Em março deste ano, boa parte do board que fica nos escritórios de La Coruña e Barcelona esteve em São Paulo para a inauguração da primeira loja da Bershka no Hemisfério Sul. Na véspera do lançamento, uma grande festa em São Paulo reuniu micro e grandes influenciadores e shows de artistas como Marina Sena. Em breve a marca inaugurará um ponto também no Rio de Janeiro. Ainda neste ano, os executivos espanhóis devem voltar para a abertura da primeira Massimo Dutti no mercado brasileiro. A pegada será outra: a marca é focada no público AB e, na Espanha, faz ternos sob medida e tem lojas em imóveis icônicos, como a antiga residência do fotógrafo Ramon Casas, em Barcelona. As duas marcas se somam às 45 lojas da Zara e nove da Zara Home no país.
“O Brasil é um mercado estratégico para a Inditex pela sua escala, diversidade e por contar com um consumidor altamente conectado às tendências globais, mas com uma forte identidade local”, diz Silvia Machado, executiva experiente com passagem por C&A, Arezzo e Magazine Luiza, que assumiu a direção-geral da operação brasileira em agosto de 2024. “A chegada da Bershka e o anúncio da Massimo Dutti reforçam nossa visão de longo prazo no país, com investimentos contínuos na expansão e na experiência integrada entre canais.”
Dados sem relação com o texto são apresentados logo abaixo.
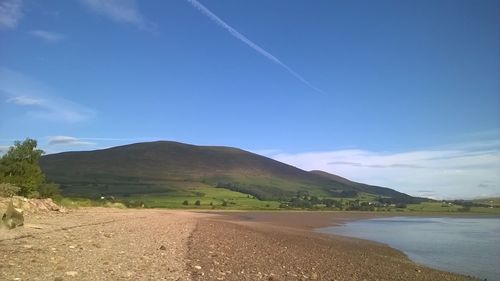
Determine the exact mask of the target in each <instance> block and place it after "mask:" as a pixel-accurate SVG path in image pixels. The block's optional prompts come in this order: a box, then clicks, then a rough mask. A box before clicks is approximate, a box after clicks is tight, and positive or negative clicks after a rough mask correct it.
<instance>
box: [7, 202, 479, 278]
mask: <svg viewBox="0 0 500 281" xmlns="http://www.w3.org/2000/svg"><path fill="white" fill-rule="evenodd" d="M374 216H380V214H376V213H343V212H342V213H341V212H334V213H328V212H325V213H319V212H278V213H277V212H271V213H264V212H235V213H223V214H220V213H208V214H207V213H200V212H186V211H170V210H133V209H129V210H118V209H106V208H83V209H79V210H73V211H70V212H69V213H67V214H59V213H47V214H38V215H33V216H30V217H27V218H26V225H25V226H23V227H21V228H16V229H14V230H2V231H1V232H0V256H1V257H2V260H3V261H2V262H1V263H0V280H470V278H467V277H465V276H461V275H457V274H452V273H447V272H442V271H438V270H433V269H429V268H426V267H423V266H419V265H416V264H415V263H413V262H411V261H410V260H409V259H408V258H407V257H406V256H405V255H404V254H403V253H401V252H399V251H397V250H394V249H392V248H390V247H387V246H385V245H381V244H377V243H374V242H370V241H364V240H359V239H351V238H344V237H339V236H332V235H326V234H319V233H315V232H313V231H311V230H312V229H314V228H316V227H322V226H329V225H333V224H338V223H343V222H345V221H347V220H353V219H360V218H368V217H374Z"/></svg>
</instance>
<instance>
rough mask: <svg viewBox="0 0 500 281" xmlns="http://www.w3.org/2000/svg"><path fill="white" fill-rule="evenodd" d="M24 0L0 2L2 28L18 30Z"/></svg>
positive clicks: (15, 0) (4, 0)
mask: <svg viewBox="0 0 500 281" xmlns="http://www.w3.org/2000/svg"><path fill="white" fill-rule="evenodd" d="M22 4H23V1H22V0H3V1H1V2H0V28H6V29H13V28H16V26H17V24H18V23H19V20H20V19H21V17H22V11H21V8H22Z"/></svg>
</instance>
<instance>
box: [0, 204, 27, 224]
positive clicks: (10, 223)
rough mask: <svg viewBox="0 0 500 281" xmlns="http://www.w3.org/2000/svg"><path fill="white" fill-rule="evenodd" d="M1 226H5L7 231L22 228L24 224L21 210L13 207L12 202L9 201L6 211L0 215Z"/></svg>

O Brasil também é prioridade das varejistas asiáticas, sempre com o pé fundo no acelerador. A Inditex, como fica claro de La Coruña a São Paulo, escolheu outro caminho.
A Zara chega à maioridade
De uma pequena confecção no norte da Espanha a uma operação global presente em 214 países
Chegada à França em 1990: abertura da Zara na Rue Halévy, em Paris, em frente à Opera Garnier (Zara/Divulgação)
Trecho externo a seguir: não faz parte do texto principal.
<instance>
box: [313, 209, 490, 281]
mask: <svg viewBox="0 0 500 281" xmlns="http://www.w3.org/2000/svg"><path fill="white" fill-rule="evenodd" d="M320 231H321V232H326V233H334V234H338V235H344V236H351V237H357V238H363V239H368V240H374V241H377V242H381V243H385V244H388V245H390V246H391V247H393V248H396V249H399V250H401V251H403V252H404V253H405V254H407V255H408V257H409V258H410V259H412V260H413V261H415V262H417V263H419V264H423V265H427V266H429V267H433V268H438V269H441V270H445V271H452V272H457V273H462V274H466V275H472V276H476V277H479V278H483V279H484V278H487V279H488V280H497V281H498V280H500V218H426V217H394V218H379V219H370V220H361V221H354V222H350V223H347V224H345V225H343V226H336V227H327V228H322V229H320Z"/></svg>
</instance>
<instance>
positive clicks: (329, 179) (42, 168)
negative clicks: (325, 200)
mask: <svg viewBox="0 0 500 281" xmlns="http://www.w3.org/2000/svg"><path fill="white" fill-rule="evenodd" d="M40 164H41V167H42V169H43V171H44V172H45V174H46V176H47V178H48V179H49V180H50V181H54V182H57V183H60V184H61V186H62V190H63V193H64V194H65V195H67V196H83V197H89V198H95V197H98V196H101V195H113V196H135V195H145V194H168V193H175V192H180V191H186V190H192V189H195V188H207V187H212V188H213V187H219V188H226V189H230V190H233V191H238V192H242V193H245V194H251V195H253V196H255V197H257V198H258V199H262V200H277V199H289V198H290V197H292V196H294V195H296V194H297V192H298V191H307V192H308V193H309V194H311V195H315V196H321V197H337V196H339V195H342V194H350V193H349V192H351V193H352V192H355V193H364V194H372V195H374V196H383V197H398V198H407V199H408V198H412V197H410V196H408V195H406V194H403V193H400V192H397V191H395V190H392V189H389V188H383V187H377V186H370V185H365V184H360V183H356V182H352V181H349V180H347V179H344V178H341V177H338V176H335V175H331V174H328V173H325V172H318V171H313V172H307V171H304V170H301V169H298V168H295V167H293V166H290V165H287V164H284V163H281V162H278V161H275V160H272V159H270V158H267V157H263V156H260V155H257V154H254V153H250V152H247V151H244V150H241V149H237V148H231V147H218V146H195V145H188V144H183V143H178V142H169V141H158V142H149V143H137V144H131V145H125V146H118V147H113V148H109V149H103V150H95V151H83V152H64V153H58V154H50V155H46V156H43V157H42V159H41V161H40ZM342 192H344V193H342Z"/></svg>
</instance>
→ 1963 Amancio Ortega funda a Confecciones GOA, um pequeno ateliê dedicado à produção de roupas femininas
→ 9 de maio de 1975 Abertura da primeira loja Zara, em La Coruña, com coleções para mulher, homem e criança
→ 1977 A companhia estabelece sede em Arteixo, também na província da Galícia, e inaugura fábricas próprias
→ 1984 Criação do primeiro centro logístico em Arteixo, com 10.000 metros quadrados
→ 1985 Nasce a Inditex como holding
→ 1988 Início da expansão internacional com a primeira loja fora da Espanha, no Porto, em Portugal
→ 1989 Entrada nos Estados Unidos, com loja em Nova York, na Lexington Avenue
→ 1990 Chegada à França, com abertura na Rue Halévy, em Paris, em frente à Ópera Garnier
→ 1991 Lançamento da Pull&Bear e incorporação da Massimo Dutti
→ 1992–1996 Expansão para México (1992), Grécia (1993), Bélgica (1994), Malta (1995) e Chipre (1996)
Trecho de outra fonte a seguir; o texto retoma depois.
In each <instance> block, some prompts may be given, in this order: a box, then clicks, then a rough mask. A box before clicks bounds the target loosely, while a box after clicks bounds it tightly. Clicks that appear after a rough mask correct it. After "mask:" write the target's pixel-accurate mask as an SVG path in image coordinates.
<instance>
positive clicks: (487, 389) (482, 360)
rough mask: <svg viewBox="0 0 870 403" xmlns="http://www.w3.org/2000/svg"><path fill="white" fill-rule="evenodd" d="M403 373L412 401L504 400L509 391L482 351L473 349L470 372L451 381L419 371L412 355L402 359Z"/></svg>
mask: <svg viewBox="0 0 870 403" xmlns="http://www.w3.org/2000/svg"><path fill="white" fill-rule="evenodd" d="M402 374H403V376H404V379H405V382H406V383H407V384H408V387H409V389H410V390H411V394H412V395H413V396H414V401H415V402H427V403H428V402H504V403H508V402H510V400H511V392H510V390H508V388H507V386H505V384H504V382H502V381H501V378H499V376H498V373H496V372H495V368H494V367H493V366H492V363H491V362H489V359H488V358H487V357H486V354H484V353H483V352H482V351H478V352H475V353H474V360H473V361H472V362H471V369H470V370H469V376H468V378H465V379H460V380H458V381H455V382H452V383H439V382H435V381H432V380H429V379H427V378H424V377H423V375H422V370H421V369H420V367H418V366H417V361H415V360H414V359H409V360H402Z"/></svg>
→ 1998–1999 Lançamento da Bershka (1998) e aquisição da Stradivarius (1999). A Zara chega ao Brasil
→ 2001 Abertura de capital da Inditex na bolsa de Madri. Lançamento da Oysho e chegada da Zara à Itália
→ 2006 Chegada à China continental
→ 2010 Lançamento do e-commerce com o zara.com em 16 mercados europeus
→ 2011 Denúncias de trabalho análogo à escravidão em oficinas terceirizadas em São Paulo
→ 2016–2017 O e-commerce se consolida como pilar central do negócio
→ 2021–2022 Marta Ortega Pérez, filha de Amancio Ortega, assume como chairman. Óscar García Maceiras torna-se CEO
→ 2025 Aniversário de 50 anos da Zara, com campanha global
→ 2026 A Zara atinge presença em 97 mercados físicos e 214 online / Abertura da Bershka em São Paulo /A Zara faz parceria criativa com o incensado estilista John Galliano
*Ivan Padilla, de La Coruña. O jornalista viajou a convite da empresa.